Another problem, which particularly affects large scale projects, is that business today encourages us to have relationships with people all round the world who we don't know very well, thus producing systems that are run by disembodied relationships, giving rise to remote and less personalised relationships at the core of systems.

Possible solutions

Most of the debate delegates agreed that in order to make things more reliable it's better for people to know how they work. The more complex a system the less understanding people have of it, and the less reliable it becomes.

In principle, the processes of design and test that we use today characterise the residual error rates. Evolution of these processes, along with strict compliance, allows us a modest percentage increase in integrity versus cost. High-integrity developers, typical of the security, aerospace or mass transport industries, are using the strongest available mechanisms to assure themselves that they exceed their design goals.

We are still learning to live with complex systems but are still struggling to make large scale IT systems reliable. Perhaps the more complex the system the greater the need there is for design through modelling.

The problem with large scale systems is that even if one sees that things are going wrong sometimes it’s better not to do things to prevent a crash as one disaster can have a knock on effect elsewhere, e.g. Hatfield rail disaster, caused 30 deaths on roads as more people diverted from rail travel after six died in crash on the railway.

Instead organisations should be offering more training and regulations to deal with emergent technologies. For most IT projects it should be a mandatory feature to have a risk assessment of the project before it's put into place. IT is infinitely complex, hence the need for risk assessments.

However, if infinitely complex it would be impossible to predict all threats and risks inherent within the system. But who would scrutinise these risk assessments? Or do we just have to live with complex systems and all the associated problems that go with them?

Making people aware of what the problems are in the first place is a major step forward. Better training is one way which could help system developers be taught how not to design things in such a complex manner.

One of the great challenges in the IT domain is the occurrences of unintended emergent behaviours. These can be lived with as long as component parts are reliable, risk assessments are made and regulations assist rather than hinder.

An incremental evolutionary approach may be the only way of dealing with increased complexity. Asking engineers to specify things they have no way of knowing is dangerous. It may be that the academic community should get more involved in trying to understand the implications of these complex systems. Ultimately, engineers should be able to design and build systems to deal with known unknowns.

Many at the debate felt that organisations should take more steps to learn from other source communities which have been successful.

Tool sets were perceived to not have moved fast enough to keep up with the complexity. It is possible that tools that allow us to work at a suitable level of abstraction could enable complex system development. But where required system integrity levels are high we are often not confident enough to work at such levels.

Ironically the tools become increasingly complex IT-solutions so maybe it is wise not to be confident in our ability to build them. An analogy of this might be the development of early compilers to allow us to work in FORTRAN rather than Assembler.

In terms of a development process for complex systems there seems to be clear evidence that the successes are based on incremental or evolutionary approaches to a solution rather than revolutionary ones.
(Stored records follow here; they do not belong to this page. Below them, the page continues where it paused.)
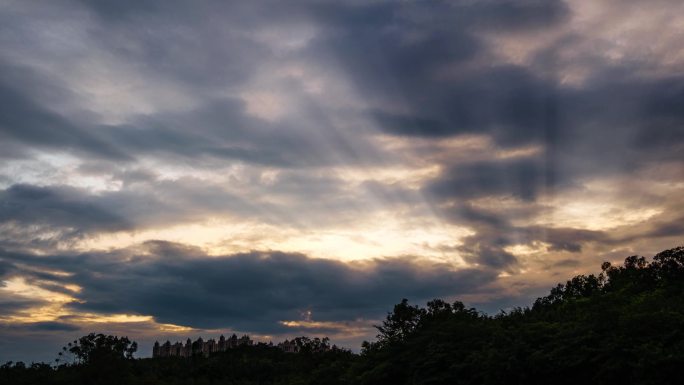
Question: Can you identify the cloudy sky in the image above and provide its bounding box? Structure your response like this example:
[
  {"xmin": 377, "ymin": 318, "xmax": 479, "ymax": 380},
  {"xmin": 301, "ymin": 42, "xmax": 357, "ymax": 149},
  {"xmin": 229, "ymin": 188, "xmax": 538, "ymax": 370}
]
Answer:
[{"xmin": 0, "ymin": 0, "xmax": 684, "ymax": 362}]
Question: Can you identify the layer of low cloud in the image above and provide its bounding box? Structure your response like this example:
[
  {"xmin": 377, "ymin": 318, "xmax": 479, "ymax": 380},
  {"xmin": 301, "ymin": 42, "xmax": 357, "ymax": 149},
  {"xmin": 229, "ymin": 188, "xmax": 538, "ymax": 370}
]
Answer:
[{"xmin": 0, "ymin": 0, "xmax": 684, "ymax": 364}]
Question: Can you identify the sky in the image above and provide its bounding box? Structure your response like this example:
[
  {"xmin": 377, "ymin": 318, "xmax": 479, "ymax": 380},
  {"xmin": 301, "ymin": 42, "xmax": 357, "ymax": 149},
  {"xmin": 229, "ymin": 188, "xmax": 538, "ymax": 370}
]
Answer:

Even revolutionary systems are often best achieved by incremental developments, in that we usually phase the project to first establish a framework, then some elements of a functioning system and then build towards full functionality.

Finally, it was generally agreed that an ideal role for the academics would be to get more involved in the actual project development work to witness the issues and formulate observations about them. The actual practitioners rarely get the time to really consider what the problems are and what the research should be to address them.